When I got on deck again land was out of sight: I was disposed for solitude and a quiet think. But I wasn’t to have them. I soon became conscious that Isaac Rudd was taking peeps at me. He kept coming up out of the engine room, an oily rag his hand, and a sort of air about him as if he wondered when I proposed to speak to him. At last I took the hint.

“Well, Mr. Rudd, what is it?”

He came up, wiping his paws with his oily rag. His manner was sententious.

“I thought, sir, that you might have something which you wished to say to me.”

“About what?”

“This little game.”

“What little game?”

“The one we’ve just been playing. You see we’ve all been taking a hand in it, and there’s a kind of feeling aboard this ship that there might be something a little delicate about it, which might bring us into trouble before we’ve done. And no man likes to take a risk—for nothing.”

“I see. That’s it. You know me, and you know that I’m as good as my word. You may tell the men from me that if the venture is brought safely into port, and turns out what I expect, it will be twenty-five pounds in the pockets of every man on board this ship, and a hundred for each officer.”

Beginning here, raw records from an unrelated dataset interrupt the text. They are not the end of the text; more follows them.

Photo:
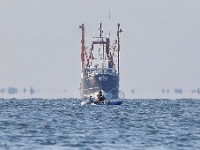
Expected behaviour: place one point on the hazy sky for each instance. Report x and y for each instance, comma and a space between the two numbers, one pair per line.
160, 47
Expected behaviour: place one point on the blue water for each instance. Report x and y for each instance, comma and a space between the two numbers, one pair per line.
63, 124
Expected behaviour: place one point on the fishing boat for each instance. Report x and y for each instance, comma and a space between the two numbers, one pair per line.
100, 64
108, 102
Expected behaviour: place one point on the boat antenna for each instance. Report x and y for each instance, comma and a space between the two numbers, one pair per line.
109, 23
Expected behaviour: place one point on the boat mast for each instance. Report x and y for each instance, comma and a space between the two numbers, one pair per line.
83, 45
118, 42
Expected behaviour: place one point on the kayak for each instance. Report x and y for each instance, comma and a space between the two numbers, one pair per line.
101, 103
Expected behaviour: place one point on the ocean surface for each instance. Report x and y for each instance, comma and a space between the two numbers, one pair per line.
63, 124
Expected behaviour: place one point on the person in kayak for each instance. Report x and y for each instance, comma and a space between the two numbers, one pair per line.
100, 97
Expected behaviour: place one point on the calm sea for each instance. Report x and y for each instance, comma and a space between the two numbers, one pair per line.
63, 124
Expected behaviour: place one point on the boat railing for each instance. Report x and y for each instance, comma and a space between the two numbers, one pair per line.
96, 71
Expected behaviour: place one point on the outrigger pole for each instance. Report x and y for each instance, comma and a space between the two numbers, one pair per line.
118, 42
83, 45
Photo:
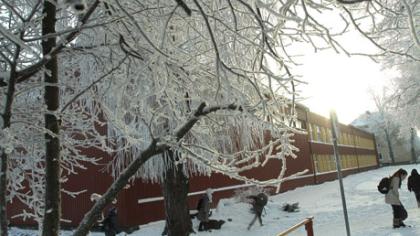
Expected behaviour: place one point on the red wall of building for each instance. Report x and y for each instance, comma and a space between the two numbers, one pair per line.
130, 212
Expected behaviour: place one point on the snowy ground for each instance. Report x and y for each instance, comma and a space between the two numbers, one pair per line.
368, 214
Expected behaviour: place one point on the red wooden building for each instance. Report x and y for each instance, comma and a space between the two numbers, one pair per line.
143, 202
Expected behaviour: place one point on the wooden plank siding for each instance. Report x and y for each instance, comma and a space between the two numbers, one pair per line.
142, 202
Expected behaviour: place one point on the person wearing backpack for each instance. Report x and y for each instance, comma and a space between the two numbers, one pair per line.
413, 185
393, 198
259, 202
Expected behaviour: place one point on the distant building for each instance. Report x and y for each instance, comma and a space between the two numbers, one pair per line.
142, 202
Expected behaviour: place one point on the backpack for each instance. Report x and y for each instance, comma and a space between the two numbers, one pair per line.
384, 184
261, 199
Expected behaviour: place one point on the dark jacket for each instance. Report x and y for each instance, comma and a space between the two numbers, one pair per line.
413, 182
260, 200
110, 223
203, 208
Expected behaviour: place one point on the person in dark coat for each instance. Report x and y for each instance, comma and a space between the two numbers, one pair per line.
413, 185
203, 208
110, 223
258, 204
393, 198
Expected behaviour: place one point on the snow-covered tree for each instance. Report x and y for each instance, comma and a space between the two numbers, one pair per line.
33, 33
200, 85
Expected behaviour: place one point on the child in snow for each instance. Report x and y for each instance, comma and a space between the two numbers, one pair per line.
413, 185
260, 200
393, 198
110, 223
203, 208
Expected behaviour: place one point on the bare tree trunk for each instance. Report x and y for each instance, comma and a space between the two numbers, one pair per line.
413, 149
52, 212
175, 190
391, 151
114, 189
3, 193
7, 116
151, 150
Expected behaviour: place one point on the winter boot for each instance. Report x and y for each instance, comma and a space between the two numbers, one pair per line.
396, 223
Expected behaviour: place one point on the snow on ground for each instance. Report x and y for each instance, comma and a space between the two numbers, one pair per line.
367, 211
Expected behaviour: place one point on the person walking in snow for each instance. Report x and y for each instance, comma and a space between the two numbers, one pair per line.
259, 202
203, 208
393, 198
110, 223
413, 185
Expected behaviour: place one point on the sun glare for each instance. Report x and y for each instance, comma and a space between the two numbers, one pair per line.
342, 83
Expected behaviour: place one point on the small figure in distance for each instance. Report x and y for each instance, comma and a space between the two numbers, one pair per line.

“And what for the first engineer?” With that confounded oil rag of his he wiped his scrubby chin. “I’m thinking that, under the circumstances, I shouldn’t like to guarantee that the engines ’ll last out for a hundred pounds. They’re just a lot of bits of iron tied together with scraps of string. To keep them going will mean sleepless nights.”

I laughed.

“Are they so bad as that? I’m sorry to hear it, Mr. Rudd. Rudd, you’re a blackguard. You want to rob your captain—and the owners.”

“Damn the owners!”

“That’s against Scripture. An owner’s always blessed.”

“He’ll never be upon the other side if he sends a ship to sea with such engines as we have.”

“They are a trial, aren’t they, Rudd?”

“They’re that.”

“So I think we may say that, under the circumstances, if the engines do last out, it will mean five hundred pounds in the pocket of the chief engineer.”

“Five hundred pounds? I’m not denying it’s an agreeable sum. I’d like to handle it. And it’ll be no fault of mine if the machine blows up before it’s just convenient. There’s just one other question I’d like to put to you. Is it the devil that we’ve took aboard?”

“It’s not. But it’s something that’s seen the devil face to face, and tasted of hell fire.”

Turning on my heel I left Isaac to make of my words what he could. A variety of matters demanded my immediate consideration. I had pledged my word that every man on board that ship should, in case of a certain eventuality, receive a definite sum of money. The promise was perhaps a rash one. But there was reason behind it. It would have to be kept. Then there were the owners to be considered—and myself.

Where were the funds to come from with which to do these things? What would they amount to, leaving fancy figures out. I should have to have a clear understanding with the Great Joss. The sooner the better, while I still, as it were, had a pull on him. Isaac Rudd had lost no time. Neither would I.

I went down the companion ladder to have that understanding.